If I understand correctly, the watchdog timer sleeps the device after it has completed one loop of the code for upto 8 seconds, then completes another loop, sleeps for 8 seconds and so on. Is that correct?
Hey,
I’m playing with the ATMega32u4. Could I get a copy of the beta library that supports it?
I’ve tested with the Uno and the ATMega328P and it works great!
Colby,
Check your mail!
Hi,
Thanks for the nice product (Mini Ultra+) and the low-power library. Being new to sleep modes and energy optimization with MCUs, I could not figure out how to make the software RTC (RTClib in my case) to work with the sleep mode, is it just impossible or do I always need a hardware RTC (like DS1307)?

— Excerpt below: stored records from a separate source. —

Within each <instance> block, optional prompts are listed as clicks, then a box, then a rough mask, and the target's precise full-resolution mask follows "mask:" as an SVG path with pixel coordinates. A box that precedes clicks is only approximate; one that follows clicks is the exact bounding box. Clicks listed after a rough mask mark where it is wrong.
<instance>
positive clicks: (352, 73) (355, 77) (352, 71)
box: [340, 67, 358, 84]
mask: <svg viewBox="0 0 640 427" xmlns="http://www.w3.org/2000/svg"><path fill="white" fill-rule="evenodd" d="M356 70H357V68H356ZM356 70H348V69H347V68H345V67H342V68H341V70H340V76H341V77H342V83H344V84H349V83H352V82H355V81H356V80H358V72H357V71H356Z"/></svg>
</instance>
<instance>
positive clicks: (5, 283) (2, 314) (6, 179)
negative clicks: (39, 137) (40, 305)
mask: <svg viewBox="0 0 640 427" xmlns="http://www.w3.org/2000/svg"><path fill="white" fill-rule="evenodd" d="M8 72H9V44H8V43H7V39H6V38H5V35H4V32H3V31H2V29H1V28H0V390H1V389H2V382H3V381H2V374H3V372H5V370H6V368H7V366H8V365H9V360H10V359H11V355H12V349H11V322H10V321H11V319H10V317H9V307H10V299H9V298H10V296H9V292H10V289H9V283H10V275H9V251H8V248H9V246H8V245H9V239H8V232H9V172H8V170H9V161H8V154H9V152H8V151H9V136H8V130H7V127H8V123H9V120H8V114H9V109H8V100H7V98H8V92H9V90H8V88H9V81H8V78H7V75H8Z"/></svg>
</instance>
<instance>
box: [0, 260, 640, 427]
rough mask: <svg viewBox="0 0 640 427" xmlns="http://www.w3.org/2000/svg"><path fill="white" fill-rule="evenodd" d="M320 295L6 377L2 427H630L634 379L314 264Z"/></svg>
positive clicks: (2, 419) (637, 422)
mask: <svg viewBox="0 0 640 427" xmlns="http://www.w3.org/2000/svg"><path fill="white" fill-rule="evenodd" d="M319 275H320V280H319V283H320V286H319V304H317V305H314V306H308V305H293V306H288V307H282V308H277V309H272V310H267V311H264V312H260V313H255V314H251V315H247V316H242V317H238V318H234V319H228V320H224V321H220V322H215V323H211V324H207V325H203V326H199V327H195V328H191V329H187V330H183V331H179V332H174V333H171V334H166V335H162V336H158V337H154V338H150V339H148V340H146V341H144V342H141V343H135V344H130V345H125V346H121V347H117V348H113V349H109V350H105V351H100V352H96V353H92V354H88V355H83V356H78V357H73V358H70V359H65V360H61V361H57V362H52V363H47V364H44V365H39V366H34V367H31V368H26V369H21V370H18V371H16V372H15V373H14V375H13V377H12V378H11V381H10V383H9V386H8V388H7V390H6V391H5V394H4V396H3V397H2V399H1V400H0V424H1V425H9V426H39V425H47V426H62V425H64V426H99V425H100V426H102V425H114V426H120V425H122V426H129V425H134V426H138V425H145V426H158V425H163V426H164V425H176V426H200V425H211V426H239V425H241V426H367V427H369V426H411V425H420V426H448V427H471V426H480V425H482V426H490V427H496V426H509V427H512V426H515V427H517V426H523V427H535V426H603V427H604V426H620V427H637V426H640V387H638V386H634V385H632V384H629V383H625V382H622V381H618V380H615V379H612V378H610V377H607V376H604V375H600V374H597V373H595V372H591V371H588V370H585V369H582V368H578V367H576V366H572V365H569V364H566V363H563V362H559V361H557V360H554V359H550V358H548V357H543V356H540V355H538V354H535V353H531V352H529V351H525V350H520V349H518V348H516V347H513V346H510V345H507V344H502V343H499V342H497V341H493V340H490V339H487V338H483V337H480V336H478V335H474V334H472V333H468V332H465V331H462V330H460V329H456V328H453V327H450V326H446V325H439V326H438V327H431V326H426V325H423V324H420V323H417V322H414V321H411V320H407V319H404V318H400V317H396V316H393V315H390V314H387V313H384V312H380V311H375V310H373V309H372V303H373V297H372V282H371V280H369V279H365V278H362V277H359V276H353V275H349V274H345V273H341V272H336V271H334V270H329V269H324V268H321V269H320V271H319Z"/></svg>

My example code is like that:
#include
#include “RTClib.h” // https://github.com/adafruit/RTClib
#include // https://github.com/rocketscream/Low-Power
RTC_Millis RTC;
void setup(void){
Serial.begin(115200);
Wire.begin();
// following line sets the RTC to the date & time this sketch was compiled
RTC.begin(DateTime(__DATE__, __TIME__));
}
void loop(){
// Sleep for x s with ADC module and BOD module off
// other options, see LowPower.cpp, e.g. 15 ms to FOREVER
LowPower.powerDown(SLEEP_1S, ADC_OFF, BOD_OFF); // ADC_CONTROL_OFF -> ADC_OFF
// Get the time using the “software RTC”
DateTime now = RTC.now();
// Print on the Serial Monitor / Console the time (debugging)
Serial.print(now.year(), DEC);
Serial.print(‘/’);
Serial.print(now.month(), DEC);
Serial.print(‘/’);
Serial.print(now.day(), DEC);
Serial.print(‘ ‘);
Serial.print(now.hour(), DEC);
Serial.print(‘:’);
Serial.print(now.minute(), DEC);
Serial.print(‘:’);
Serial.print(now.second(), DEC);
Serial.println();
// Integer that could be saved to the EEPROM
// Could be then converted to human-readable format when reading
// in the data in Python, Matlab, Java, whatever
Serial.print(” seconds since 1970: “);
Serial.println(now.unixtime());
delay(10);
}
And the output on Serial Monitor like that (the time increment in “real-world time” is now 1 second)
2013/4/18 12:52:25
seconds since 1970: 1366289545
2013/4/18 12:52:25
seconds since 1970: 1366289545
2013/4/18 12:52:25
seconds since 1970: 1366289545
2013/4/18 12:52:25
seconds since 1970: 1366289545
Thanks,
P
The millis() requires the IO clock to drive the Timer 0. During sleep, it is not available.
Another more accurate way of doing this is using an external 32.768 kHz crystal (but the processor has to run off the internal 8 MHz) to drive Timer 2 asynchronously during power save mode. Simpler method, would be using the external RTC like what you mentioned above.
Hi, nice library and it works perfect.
I have a question – is it possbile to wake up the arduiono by for example a key press?
Or does that has to happen when the sleep of 8 seconds is done?
Joakim
You could attach external interrupt (key press) and then power down (SLEEP_FOREVER). It will wake up upon the key press.
Ah ok – but I do want my arduino to check some status from time to time and then go to sleep to save my batteries. But if the user pushes a button I would like the arduino to do some stuff and then get back to sleep and start checking when it wakes from the sleep period. This is not possible is it?
Joakim
You can do that. By pushing it to power down mode with the sleep interval you desire. At the same time, attach the external interrupt.
In this case, your board could wake up on either of the source. To check the wake up source, use a semaphore flag in your external interrupt handler function and check it upon waking up.